But this third offering - the second album in 18 months - highlights that the London four-piece may yet produce an album that matches their on-stage reputation.
Intimacy is a vast improvement on previous efforts and, while it may not be the most exciting album of Bloc Party's relatively short career, the ground covered should pay off in a big way.
Their last album, A Weekend in The City, signalled that they refuse to be typecast.
The tracks on Intimacy are so diversely eclectic it seems they may have done just enough to keep the critics at bay.
While the shining moments of past albums remain, there is more electronica this time (which has always seemed a natural progression) and it is the band's successful journey into unexplored musical territory and greater lyrical depth than past efforts that make this album sing.

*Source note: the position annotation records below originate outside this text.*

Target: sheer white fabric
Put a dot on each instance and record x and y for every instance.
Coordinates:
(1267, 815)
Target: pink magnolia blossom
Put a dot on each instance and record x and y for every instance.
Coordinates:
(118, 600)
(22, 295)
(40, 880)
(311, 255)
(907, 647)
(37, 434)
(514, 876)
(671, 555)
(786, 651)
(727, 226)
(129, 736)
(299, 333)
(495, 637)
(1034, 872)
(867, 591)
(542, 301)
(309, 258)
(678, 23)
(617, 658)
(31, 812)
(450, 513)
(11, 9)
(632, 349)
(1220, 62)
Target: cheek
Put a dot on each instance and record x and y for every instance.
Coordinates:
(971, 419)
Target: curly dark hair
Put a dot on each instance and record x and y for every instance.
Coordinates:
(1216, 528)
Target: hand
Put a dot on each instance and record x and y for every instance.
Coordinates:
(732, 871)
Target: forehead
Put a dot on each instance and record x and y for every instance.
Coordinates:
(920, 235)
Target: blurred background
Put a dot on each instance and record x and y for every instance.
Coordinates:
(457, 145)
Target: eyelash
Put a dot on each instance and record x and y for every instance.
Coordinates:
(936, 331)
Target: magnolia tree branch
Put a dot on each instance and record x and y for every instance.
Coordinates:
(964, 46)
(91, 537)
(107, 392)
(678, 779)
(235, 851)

There is a downside, namely lauded single Mercury. With its repetitive lyrics it does not become catchy, just plain annoying.
Lead singer Kele Obereke clearly dubbed this a "break-up" album and despite the melancholy material dealt with track to track, Obereke emotes a personal touch in a fashion unexpected of someone surrounded by electronic melodies and robotic rhythms.

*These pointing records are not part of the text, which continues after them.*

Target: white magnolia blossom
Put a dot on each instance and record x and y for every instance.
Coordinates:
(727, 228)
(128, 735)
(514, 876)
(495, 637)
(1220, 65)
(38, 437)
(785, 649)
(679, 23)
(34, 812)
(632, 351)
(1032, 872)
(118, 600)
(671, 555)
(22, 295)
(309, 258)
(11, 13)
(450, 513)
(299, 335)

While Halo provides the guitar-heavy rock style Bloc Party once stood for, the delicate Signs and Biko achieve the album's titular mood and Trojan Horse simply makes you want to dance.
Then there is Better Than Heaven, which stands apart and signals all that the group have tried to do with their previous two albums - to seamlessly combine their vast array of directional desires.
They swoon, they rock and they ponder, all the while experimenting with the unorthodox mix of grimy guitars, heavy beats, electro rhythms, string sections and zany synth riffs.
Only weeks ago the group announced they would be unlikely to release this album until very late this year, but with three days' notice made the album available for download on their website.